Path: news.mathworks.com!newsfeed-00.mathworks.com!newsfeed2.dallas1.level3.net!news.level3.com!postnews.google.com!news2.google.com!npeer02.iad.highwinds-media.com!news.highwinds-media.com!feed-me.highwinds-media.com!post02.iad.highwinds-media.com!newsfe09.iad.POSTED!7564ea0f!not-for-mail
From: Walter Roberson <roberson@hushmail.com>
Organization: Canada Eat The Cookie Foundation
User-Agent: Thunderbird 2.0.0.16 (Windows/20080708)
MIME-Version: 1.0
Newsgroups: comp.soft-sys.matlab
Subject: Re: Fastest way to get the number of lines
References: <g8v5cv$1us$1@fred.mathworks.com> <Z8Gsk.114613$nD.80388@pd7urf1no> <g9037b$efl$1@fred.mathworks.com> <g90jtn$p9g$1@z-news.pwr.wroc.pl> <gap9vn$jqf$1@fred.mathworks.com> <cfWzk.11670$rV4.5062@newsfe03.iad> <gar8vq$aiu$1@fred.mathworks.com>
In-Reply-To: <gar8vq$aiu$1@fred.mathworks.com>
Content-Type: text/plain; charset=ISO-8859-1; format=flowed
Content-Transfer-Encoding: 7bit
Lines: 35
Message-ID: <plyAk.10596$Il.10480@newsfe09.iad>
NNTP-Posting-Host: 24.79.146.116
X-Complaints-To: internet.abuse@sjrb.ca
X-Trace: newsfe09.iad 1221767637 24.79.146.116 (Thu, 18 Sep 2008 19:53:57 UTC)
NNTP-Posting-Date: Thu, 18 Sep 2008 19:53:57 UTC
Date: Thu, 18 Sep 2008 14:54:08 -0500
Xref: news.mathworks.com comp.soft-sys.matlab:490823


Pete sherer wrote:

> I am sorry for not putting the request all at once.  Would it be possible
> to match 2 or more numbers?  Like I would like to find the rows with the
> first column matching 2 and 678 numbers.  

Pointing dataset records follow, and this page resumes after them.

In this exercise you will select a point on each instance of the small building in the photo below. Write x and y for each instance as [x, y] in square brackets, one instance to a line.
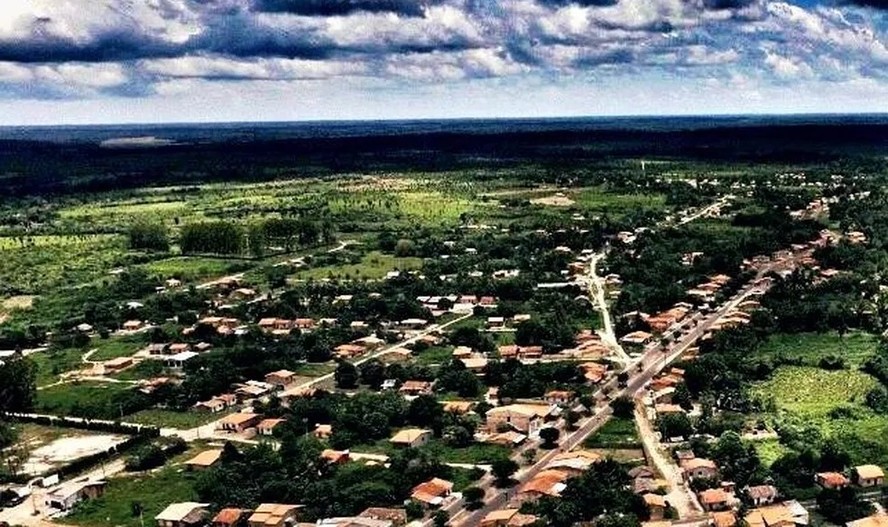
[545, 483]
[230, 517]
[177, 361]
[335, 457]
[415, 388]
[266, 426]
[656, 506]
[65, 497]
[831, 480]
[433, 492]
[761, 494]
[204, 460]
[558, 397]
[397, 517]
[507, 518]
[698, 468]
[868, 476]
[238, 422]
[715, 500]
[132, 325]
[280, 378]
[524, 418]
[185, 514]
[411, 438]
[273, 515]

> I can simply call the program twice, but for a huge file size, I think it's
> probably faster to do it inside the perl.

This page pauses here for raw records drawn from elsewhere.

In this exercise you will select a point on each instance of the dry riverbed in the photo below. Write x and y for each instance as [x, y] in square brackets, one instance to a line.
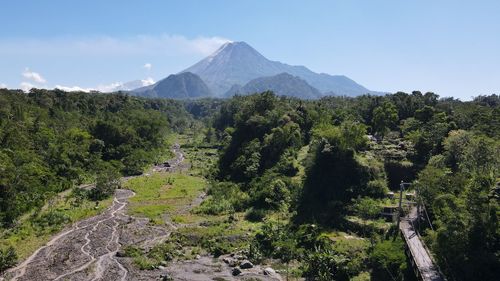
[90, 250]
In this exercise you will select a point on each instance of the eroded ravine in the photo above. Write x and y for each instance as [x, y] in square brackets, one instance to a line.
[88, 250]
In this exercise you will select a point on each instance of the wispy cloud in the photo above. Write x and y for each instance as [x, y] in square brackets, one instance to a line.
[148, 81]
[34, 76]
[165, 44]
[73, 88]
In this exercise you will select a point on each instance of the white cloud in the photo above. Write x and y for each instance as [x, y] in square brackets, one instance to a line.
[109, 87]
[165, 44]
[148, 81]
[34, 76]
[26, 86]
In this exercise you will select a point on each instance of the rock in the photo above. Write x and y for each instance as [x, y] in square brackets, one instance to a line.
[120, 254]
[233, 263]
[236, 271]
[240, 257]
[246, 264]
[269, 271]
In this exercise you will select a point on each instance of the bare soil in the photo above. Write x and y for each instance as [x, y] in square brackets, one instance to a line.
[87, 250]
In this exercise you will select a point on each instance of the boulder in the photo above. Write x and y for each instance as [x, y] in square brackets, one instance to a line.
[269, 271]
[236, 271]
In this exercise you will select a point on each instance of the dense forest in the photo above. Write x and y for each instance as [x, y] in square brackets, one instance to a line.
[53, 140]
[308, 170]
[448, 149]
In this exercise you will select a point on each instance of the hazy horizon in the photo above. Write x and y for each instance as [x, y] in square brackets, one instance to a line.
[449, 48]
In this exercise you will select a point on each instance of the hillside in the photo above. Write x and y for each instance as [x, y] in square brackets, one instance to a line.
[176, 86]
[282, 84]
[238, 63]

In findvallines.pl put these two lines:

$fn = pop @ARGV; $" = '|'; $targetpat = qr/^(?:@ARGV),/o; @ARGV = ($fn);
while (<>) { /$targetpat/ && do { print $.,"\n" } }


Example invocation:

>> linenum = str2num( perl('findvalline.pl', '23', '678', 'XYZ.csv') )

linenum =

     2
     4


If you wanted niceties such as printing out which of the lines matched what, you
should have specified.

Note that this code could be improved, because it no longer stops when it finds
a match. It doesn't even stop when it has found as many matches as there were
original numbers. (You didn't promise that all of the lines started with unique
values.) If the first column is unique, then stopping upon the last match would
be reasonably fast; if the first column is not unique but you only want to
report the first matching line for each pattern, then the code would have
to be more complicated and would slow down.